Thirty-five fines totalling £3,245,500 were handed out for breaches of UK data protection law – nearly double the total in 2015.
In what should be of real concern to those companies still unprepared for the impending GDPR, there was a staggering 155% increase in the number of data protection enforcement actions issued in 2016.
In 2015 just nine notices were issued, compared to the 23 enforcement notices issued last year. What makes this huge increase even more surprising is the fact that 2016 was the year that organisations were required to take steps to ensure compliance after a data breach, as well as it being the first year in the journey to GDPR compliance.
According to PwC analysis of ICO data protection enforcement actions, the UK was one of the most active regions for regulatory enforcement action in Europe last year, along with Italy (€3.3m). However, the low level financial penalties seen in Europe sits in stark contrast to the US where fines of approximately $250m were served.
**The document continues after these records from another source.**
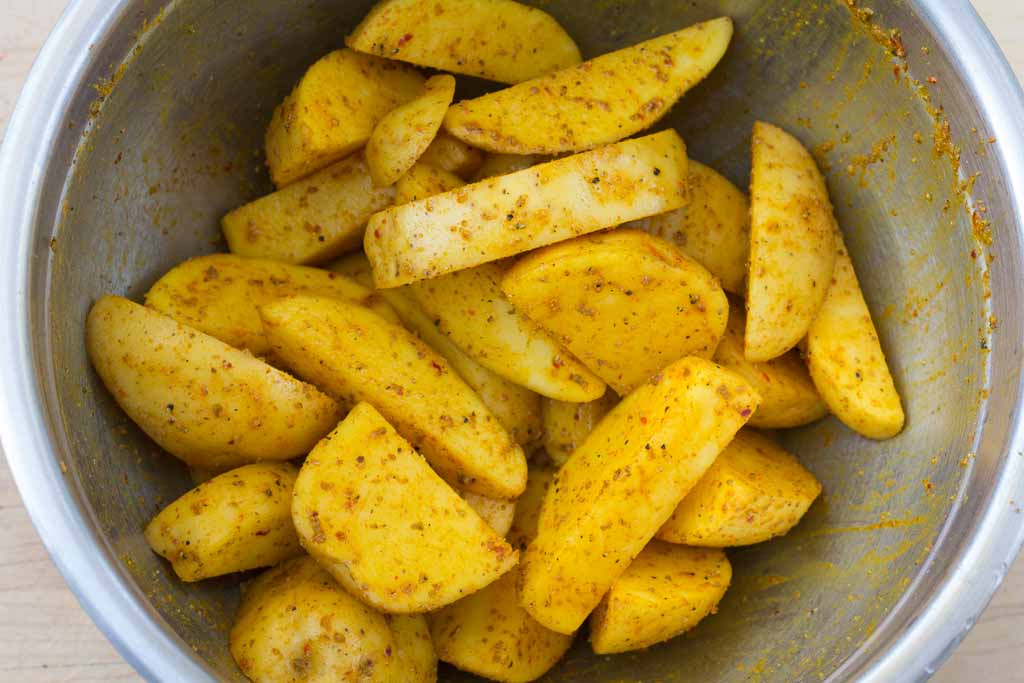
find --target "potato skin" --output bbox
[145,463,302,582]
[229,556,436,683]
[519,357,759,634]
[590,541,732,654]
[657,429,821,548]
[85,296,339,470]
[292,403,518,613]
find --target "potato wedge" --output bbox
[519,357,759,634]
[444,17,732,155]
[260,297,526,499]
[744,121,837,362]
[364,130,686,288]
[228,556,436,683]
[428,469,572,683]
[657,429,821,548]
[627,159,751,296]
[145,463,302,582]
[366,74,455,187]
[501,230,729,400]
[345,0,580,83]
[85,296,339,470]
[266,49,423,187]
[292,403,518,613]
[590,541,732,654]
[220,155,394,264]
[410,263,604,401]
[145,254,398,354]
[714,302,828,429]
[541,391,618,467]
[806,230,905,439]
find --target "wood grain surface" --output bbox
[0,0,1024,683]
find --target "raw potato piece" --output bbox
[657,429,821,548]
[636,159,751,296]
[744,121,836,362]
[260,297,526,499]
[229,557,437,683]
[714,302,828,429]
[410,263,604,401]
[145,463,302,582]
[364,130,686,288]
[502,230,729,400]
[542,391,618,466]
[292,403,518,613]
[444,17,732,155]
[345,0,580,83]
[807,231,904,439]
[266,49,423,187]
[85,296,339,470]
[519,358,759,633]
[590,541,732,654]
[366,74,455,187]
[220,155,394,264]
[145,254,398,354]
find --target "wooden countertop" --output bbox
[0,0,1024,683]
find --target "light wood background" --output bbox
[0,0,1024,683]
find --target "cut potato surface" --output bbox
[366,74,455,187]
[410,263,604,401]
[715,302,828,429]
[590,541,732,654]
[502,230,729,398]
[145,463,302,581]
[444,17,732,155]
[85,296,339,470]
[345,0,580,83]
[807,231,904,439]
[364,130,686,288]
[145,254,398,354]
[657,429,821,548]
[519,357,759,634]
[229,557,436,683]
[260,297,526,499]
[220,155,394,264]
[292,403,518,613]
[266,49,423,187]
[744,121,836,362]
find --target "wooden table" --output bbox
[0,0,1024,683]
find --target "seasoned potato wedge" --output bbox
[519,357,759,633]
[714,302,828,429]
[541,391,618,466]
[266,49,423,187]
[630,159,751,296]
[590,541,732,654]
[260,297,526,499]
[145,254,398,354]
[292,403,518,613]
[228,556,437,683]
[444,17,732,155]
[345,0,580,83]
[410,263,604,401]
[744,121,836,362]
[220,155,394,264]
[366,74,455,187]
[428,469,572,683]
[85,296,339,470]
[657,429,821,548]
[145,463,302,581]
[807,231,904,439]
[501,230,729,400]
[364,130,686,288]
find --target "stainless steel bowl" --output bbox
[0,0,1024,681]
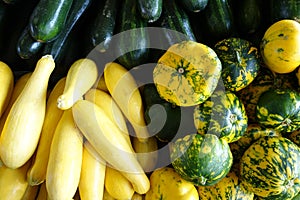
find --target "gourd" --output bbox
[256,88,300,132]
[194,90,248,143]
[197,170,254,200]
[145,167,199,200]
[240,136,300,200]
[214,37,260,91]
[170,134,233,186]
[153,41,222,106]
[260,19,300,73]
[0,55,55,168]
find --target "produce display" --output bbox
[0,0,300,200]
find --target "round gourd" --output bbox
[256,88,300,132]
[214,38,260,91]
[229,124,281,161]
[170,134,233,186]
[153,41,222,106]
[236,67,275,123]
[260,19,300,73]
[240,136,300,200]
[194,90,248,143]
[198,170,254,200]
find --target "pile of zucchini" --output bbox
[0,0,300,85]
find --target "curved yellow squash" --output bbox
[153,41,222,106]
[260,19,300,73]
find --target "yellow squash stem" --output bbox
[46,109,83,200]
[72,100,150,194]
[104,62,149,141]
[0,55,55,168]
[0,61,14,117]
[27,77,66,185]
[57,58,98,110]
[78,141,106,200]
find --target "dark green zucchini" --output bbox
[178,0,208,12]
[235,0,262,34]
[269,0,300,23]
[141,83,181,142]
[157,0,196,46]
[29,0,75,42]
[138,0,163,23]
[88,0,120,52]
[203,0,236,41]
[114,0,149,69]
[17,26,44,59]
[43,0,94,88]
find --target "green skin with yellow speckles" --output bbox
[240,136,300,200]
[194,90,248,143]
[214,37,260,91]
[170,134,233,186]
[256,88,300,132]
“The ICO can currently issue fines up to £500,000, but with this set to increase to up to 4% of global turnover under the new regulation, UK organisations must use the remaining time to prepare for GDPR compliance before May next year,” said Stewart Room, PwC’s global cyber security and data protection legal services leader.
PwC’s recent CEO Survey found that 90% of CEOs around the world believe breaches of data privacy and ethics will have a negative impact on stakeholder trust, so the time to put this top of the agenda is now before GDPR becomes law from 25 May 2018. From then on, a variety of new compliance obligations will be imposed, including new rules about breach disclosure, data portability, and data use consent. Organisations that fail to comply could face penalties of up to 4% of global turnover or €20m depending on which is higher.
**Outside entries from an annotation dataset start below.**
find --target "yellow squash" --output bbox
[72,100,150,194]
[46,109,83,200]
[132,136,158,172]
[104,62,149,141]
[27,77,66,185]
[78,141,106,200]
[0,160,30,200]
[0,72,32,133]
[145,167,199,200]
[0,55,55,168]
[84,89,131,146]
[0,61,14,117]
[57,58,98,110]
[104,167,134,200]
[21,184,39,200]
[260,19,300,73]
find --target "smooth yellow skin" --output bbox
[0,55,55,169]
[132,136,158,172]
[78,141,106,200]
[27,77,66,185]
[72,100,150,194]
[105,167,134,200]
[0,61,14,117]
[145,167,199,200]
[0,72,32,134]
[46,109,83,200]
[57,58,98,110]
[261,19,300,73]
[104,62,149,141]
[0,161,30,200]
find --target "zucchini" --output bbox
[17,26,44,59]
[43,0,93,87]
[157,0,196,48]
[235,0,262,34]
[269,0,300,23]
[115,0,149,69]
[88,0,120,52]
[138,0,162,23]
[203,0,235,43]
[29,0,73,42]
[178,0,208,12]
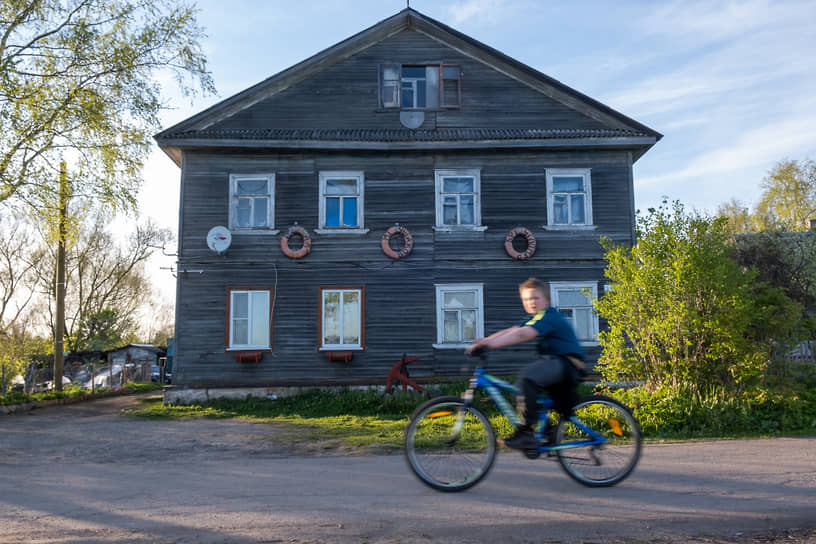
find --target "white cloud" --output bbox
[447,0,507,27]
[637,113,816,193]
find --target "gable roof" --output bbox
[155,8,662,164]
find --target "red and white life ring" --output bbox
[281,225,312,259]
[380,224,414,260]
[504,227,536,261]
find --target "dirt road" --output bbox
[0,397,816,544]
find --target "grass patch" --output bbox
[0,382,162,406]
[128,382,816,451]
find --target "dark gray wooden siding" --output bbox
[211,30,609,134]
[174,147,633,386]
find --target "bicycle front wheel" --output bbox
[556,395,641,487]
[405,397,496,491]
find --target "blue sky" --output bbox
[141,0,816,293]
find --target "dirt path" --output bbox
[0,395,816,544]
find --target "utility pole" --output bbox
[54,161,68,391]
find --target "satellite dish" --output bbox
[400,111,425,129]
[207,225,232,255]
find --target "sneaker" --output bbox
[499,429,538,450]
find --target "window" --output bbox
[320,287,365,350]
[227,288,272,350]
[434,283,484,348]
[320,172,363,231]
[229,174,275,231]
[547,168,592,228]
[436,170,484,230]
[380,64,461,109]
[550,282,598,345]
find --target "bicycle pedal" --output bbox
[521,449,541,459]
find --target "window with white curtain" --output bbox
[227,288,272,350]
[547,168,592,229]
[229,174,275,232]
[434,283,484,348]
[320,287,365,350]
[550,282,598,345]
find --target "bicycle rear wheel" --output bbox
[405,397,496,491]
[556,395,641,487]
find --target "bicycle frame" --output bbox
[462,367,606,453]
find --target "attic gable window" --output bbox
[380,64,462,110]
[229,174,275,231]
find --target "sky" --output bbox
[140,0,816,297]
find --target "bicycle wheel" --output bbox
[405,397,496,491]
[556,395,641,487]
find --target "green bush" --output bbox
[607,386,816,439]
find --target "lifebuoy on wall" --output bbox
[281,223,312,259]
[504,227,536,261]
[380,223,414,260]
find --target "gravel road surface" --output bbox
[0,396,816,544]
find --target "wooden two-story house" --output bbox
[156,9,661,388]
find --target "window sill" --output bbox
[541,225,598,231]
[230,228,280,236]
[432,343,470,349]
[314,229,370,234]
[374,106,462,113]
[431,226,487,233]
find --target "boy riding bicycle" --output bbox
[465,278,584,450]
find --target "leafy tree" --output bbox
[717,198,755,235]
[0,216,43,333]
[597,202,801,392]
[717,160,816,234]
[75,308,138,351]
[735,231,816,311]
[0,0,214,208]
[756,160,816,232]
[32,210,170,351]
[0,319,52,396]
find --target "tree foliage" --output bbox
[0,0,214,208]
[717,160,816,234]
[32,210,171,351]
[757,160,816,232]
[597,202,801,390]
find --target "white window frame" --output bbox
[543,168,595,230]
[434,168,487,232]
[227,287,272,351]
[318,287,365,351]
[550,281,600,346]
[315,170,368,234]
[378,62,462,111]
[229,173,280,234]
[433,283,484,349]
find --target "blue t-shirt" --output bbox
[519,306,584,358]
“We’ve performed more than 150 GDPR readiness assessments with our clients around the world. Many struggle to know where to start with their preparations, but also how to move programmes beyond just risk reviews and data analysis to delivering real operational change,” said Mr Room.
“It’s impossible to ignore the impact of legal and regulatory change in this area in recent years. The GDPR has already been a force for good by bringing the issue to much wider attention. After all, who can argue against what is essentially a code for good business, where privacy by design becomes part of everyday operations?”